United States District Court, Eastern District of Wisconsin
Mar 25, 2022
20-cv-1404-pp (E.D. Wis. Mar. 25, 2022)

Opinion

20-cv-1404-pp

03-25-2022

CHRISTIAN D. PRESSLEY, Plaintiff, v. OZAUKEE COUNTY, and JOHN DOE, Defendants.


ORDER GRANTING IN PART PLAINTIFF'S MOTION FOR LEAVE TO FILE

AMENDED COMPLAINT (DKT. NO. 14), DENYING WITHOUT PREJUDICE

DEFENDANT'S RULE 7(H) EXPEDITED NON-DISPOSITIVE MOTION FOR

PROTECTIVE ORDER (DKT. NO. 19) AND DENYING WITHOUT PREJUDICE

DEFENDANT'S MOTION FOR SUMMARY JUDGMENT (DKT. NO. 22)

PAMELA PEPPER, CHIEF UNITED STATES DISTRICT JUDGE

On September 9, 2020, the plaintiff filed a complaint against Ozaukee County and John Doe alleging that someone had been deleting his posts and blocking his access to the Ozaukee County Sheriff's Facebook page. Dkt.

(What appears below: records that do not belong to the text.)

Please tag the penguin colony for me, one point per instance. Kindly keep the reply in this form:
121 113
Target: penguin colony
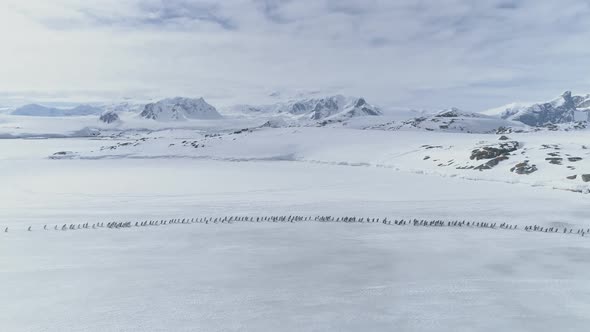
297 219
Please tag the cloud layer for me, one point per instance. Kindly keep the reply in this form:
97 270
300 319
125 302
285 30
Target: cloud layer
417 53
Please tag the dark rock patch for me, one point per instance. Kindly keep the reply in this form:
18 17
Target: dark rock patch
524 168
494 151
491 163
554 161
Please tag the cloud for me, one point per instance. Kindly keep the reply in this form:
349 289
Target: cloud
471 54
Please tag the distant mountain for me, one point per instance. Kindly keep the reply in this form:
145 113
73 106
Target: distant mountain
452 120
109 117
180 109
40 110
564 109
311 110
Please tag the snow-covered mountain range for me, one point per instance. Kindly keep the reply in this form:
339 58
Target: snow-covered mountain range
180 109
567 112
564 109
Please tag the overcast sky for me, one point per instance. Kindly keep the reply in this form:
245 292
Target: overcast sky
472 54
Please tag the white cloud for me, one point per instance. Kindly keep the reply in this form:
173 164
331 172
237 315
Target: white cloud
419 53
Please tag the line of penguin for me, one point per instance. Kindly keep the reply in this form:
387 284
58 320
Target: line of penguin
293 219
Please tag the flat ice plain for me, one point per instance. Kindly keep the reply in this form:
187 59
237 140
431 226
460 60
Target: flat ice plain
306 276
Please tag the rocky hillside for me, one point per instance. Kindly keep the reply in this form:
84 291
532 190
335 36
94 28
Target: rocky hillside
452 120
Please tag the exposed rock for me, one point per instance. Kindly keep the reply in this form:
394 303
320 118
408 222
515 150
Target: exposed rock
109 117
491 163
180 109
560 110
524 168
495 150
555 161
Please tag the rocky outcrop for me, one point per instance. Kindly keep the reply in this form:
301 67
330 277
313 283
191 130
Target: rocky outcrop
495 150
524 168
109 117
180 109
491 163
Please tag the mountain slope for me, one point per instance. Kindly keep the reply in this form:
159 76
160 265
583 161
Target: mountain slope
452 120
180 109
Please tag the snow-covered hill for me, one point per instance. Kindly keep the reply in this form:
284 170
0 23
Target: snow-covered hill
40 110
314 110
180 109
564 109
452 120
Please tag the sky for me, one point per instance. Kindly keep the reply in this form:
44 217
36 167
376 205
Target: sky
426 54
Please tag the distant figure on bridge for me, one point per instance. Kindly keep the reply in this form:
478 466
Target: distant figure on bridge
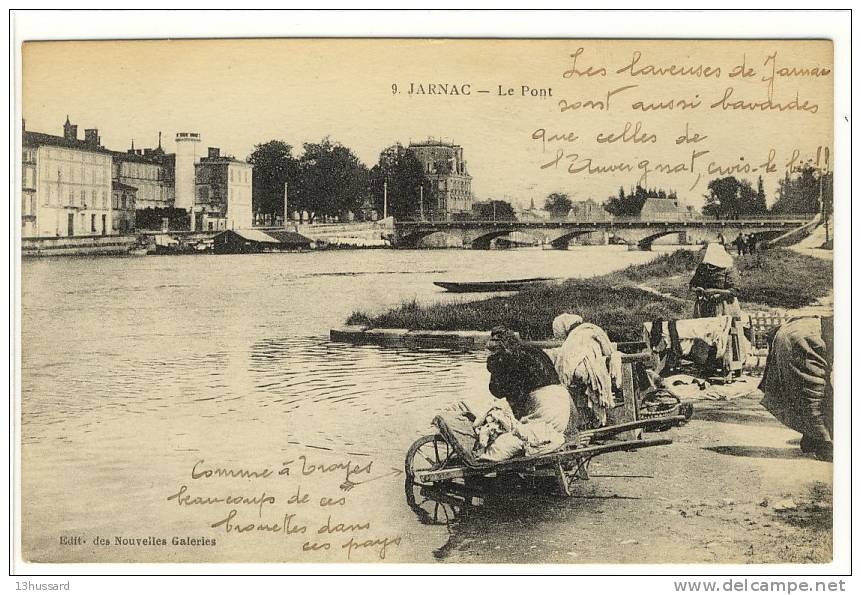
740 244
714 284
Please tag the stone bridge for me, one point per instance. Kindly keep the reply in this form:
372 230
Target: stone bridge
559 234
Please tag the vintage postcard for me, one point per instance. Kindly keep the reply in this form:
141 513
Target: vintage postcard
428 300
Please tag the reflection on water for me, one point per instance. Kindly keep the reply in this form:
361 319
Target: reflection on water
133 366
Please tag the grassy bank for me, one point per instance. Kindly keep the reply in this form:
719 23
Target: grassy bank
774 279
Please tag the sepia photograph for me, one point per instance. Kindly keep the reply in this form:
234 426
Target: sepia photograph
435 300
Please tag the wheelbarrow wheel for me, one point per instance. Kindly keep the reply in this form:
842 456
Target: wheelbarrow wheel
428 453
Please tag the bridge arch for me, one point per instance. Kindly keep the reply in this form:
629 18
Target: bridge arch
482 242
646 243
562 242
411 240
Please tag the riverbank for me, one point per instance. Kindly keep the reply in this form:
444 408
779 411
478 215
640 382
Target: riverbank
620 302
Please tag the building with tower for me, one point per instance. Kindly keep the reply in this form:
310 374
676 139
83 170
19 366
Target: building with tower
223 198
150 172
187 156
66 185
448 192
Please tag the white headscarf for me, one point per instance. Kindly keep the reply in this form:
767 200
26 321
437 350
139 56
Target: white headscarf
716 255
563 324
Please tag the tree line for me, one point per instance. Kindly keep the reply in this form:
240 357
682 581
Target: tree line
329 180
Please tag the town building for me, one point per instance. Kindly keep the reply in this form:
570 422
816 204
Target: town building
151 172
187 157
448 192
588 210
223 193
66 184
123 200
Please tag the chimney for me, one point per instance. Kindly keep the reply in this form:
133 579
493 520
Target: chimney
91 137
70 131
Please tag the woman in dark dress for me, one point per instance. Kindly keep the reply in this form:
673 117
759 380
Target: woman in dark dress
714 284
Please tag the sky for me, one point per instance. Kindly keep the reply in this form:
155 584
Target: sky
238 93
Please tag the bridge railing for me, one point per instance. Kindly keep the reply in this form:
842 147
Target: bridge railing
787 219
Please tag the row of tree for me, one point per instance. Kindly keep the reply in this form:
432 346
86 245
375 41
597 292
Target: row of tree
328 179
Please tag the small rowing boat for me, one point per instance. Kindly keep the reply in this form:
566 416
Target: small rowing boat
480 286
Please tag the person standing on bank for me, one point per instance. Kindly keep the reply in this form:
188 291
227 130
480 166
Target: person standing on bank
740 244
797 382
751 243
714 283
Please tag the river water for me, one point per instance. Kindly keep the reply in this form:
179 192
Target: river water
134 370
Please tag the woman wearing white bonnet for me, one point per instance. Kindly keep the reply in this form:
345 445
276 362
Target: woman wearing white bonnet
563 324
714 284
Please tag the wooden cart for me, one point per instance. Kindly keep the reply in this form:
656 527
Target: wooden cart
447 455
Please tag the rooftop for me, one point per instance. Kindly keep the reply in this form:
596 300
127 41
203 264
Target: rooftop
431 142
40 138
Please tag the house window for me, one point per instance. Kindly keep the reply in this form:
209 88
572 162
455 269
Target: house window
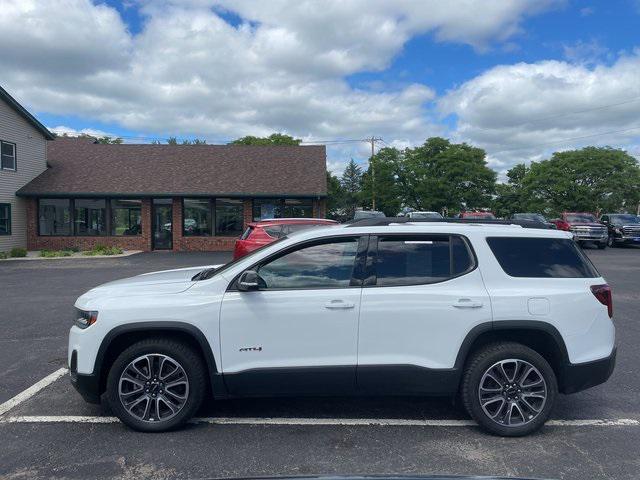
196 219
54 216
126 217
265 208
229 217
90 216
5 219
7 155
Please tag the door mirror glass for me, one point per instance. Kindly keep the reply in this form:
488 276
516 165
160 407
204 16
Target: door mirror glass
249 280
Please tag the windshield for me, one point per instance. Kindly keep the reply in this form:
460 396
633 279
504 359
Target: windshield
624 219
580 218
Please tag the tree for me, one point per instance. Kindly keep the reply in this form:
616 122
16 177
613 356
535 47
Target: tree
592 179
335 197
273 139
351 183
109 140
443 175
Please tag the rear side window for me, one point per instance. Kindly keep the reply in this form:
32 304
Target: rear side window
417 260
541 258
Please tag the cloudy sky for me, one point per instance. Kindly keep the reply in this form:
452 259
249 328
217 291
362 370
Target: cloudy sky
518 78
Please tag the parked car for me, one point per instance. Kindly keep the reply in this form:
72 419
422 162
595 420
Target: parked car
480 215
362 214
584 226
423 215
310 314
534 217
623 228
258 234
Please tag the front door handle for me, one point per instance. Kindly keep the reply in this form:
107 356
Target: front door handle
467 303
338 304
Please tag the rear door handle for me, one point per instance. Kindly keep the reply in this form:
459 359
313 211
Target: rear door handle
467 303
338 304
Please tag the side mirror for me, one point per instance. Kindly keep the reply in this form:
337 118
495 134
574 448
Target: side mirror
249 280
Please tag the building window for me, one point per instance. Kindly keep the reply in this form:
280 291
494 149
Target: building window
5 219
265 208
90 217
54 216
7 155
126 217
229 217
196 217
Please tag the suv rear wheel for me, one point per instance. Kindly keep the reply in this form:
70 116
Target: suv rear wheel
156 385
509 389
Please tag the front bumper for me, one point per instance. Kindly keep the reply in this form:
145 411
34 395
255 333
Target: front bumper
575 377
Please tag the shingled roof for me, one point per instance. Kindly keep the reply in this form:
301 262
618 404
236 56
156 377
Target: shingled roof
78 167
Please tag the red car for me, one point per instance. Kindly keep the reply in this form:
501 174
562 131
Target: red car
264 232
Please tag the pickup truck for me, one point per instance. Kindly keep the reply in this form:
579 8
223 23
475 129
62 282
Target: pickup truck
585 228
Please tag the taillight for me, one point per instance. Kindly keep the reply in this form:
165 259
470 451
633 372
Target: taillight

No. 1. The plaintiff alleged that the defendants had violated his rights under Ozaukee County Policy, the Wisconsin Constitution, the First and Fourteenth Amendments to the United States Constitution and Wis.Stat. §946.12(2). After defendant Ozaukee County had filed its answer, dkt. no. 5, the plaintiff paid the filing fee.

The court gave the parties a deadline of February 15, 2021 by which to amend their pleadings. Dkt. No. 12. On March 24, 2021, the plaintiff filed a motion for leave to file an amended complaint, seeking to name three additional defendants. Dkt. No. 14-1. The defendant opposed the motion, dkt. no. 16, the plaintiff filed his reply brief, dkt. no. 17, and the defendant filed an unauthorized sur-reply brief, dkt. no. 18 (“Ozaukee County's Reply to Plaintiff's Response to Ozaukee County's Opposition to Motion for Leave to File”).

Soon thereafter, the defendant filed a Rule 7(h) expedited, non-dispositive motion for a protective order, asserting that the plaintiff was attempting to depose two individuals who were not named defendants and that the format of the proposed deposition did not comply with the rules. Dkt. No. 19. The plaintiff responded that the two individuals were named in the proposed amended complaint and that he would record the deposition himself, without a stenographer. Dkt. No. 21.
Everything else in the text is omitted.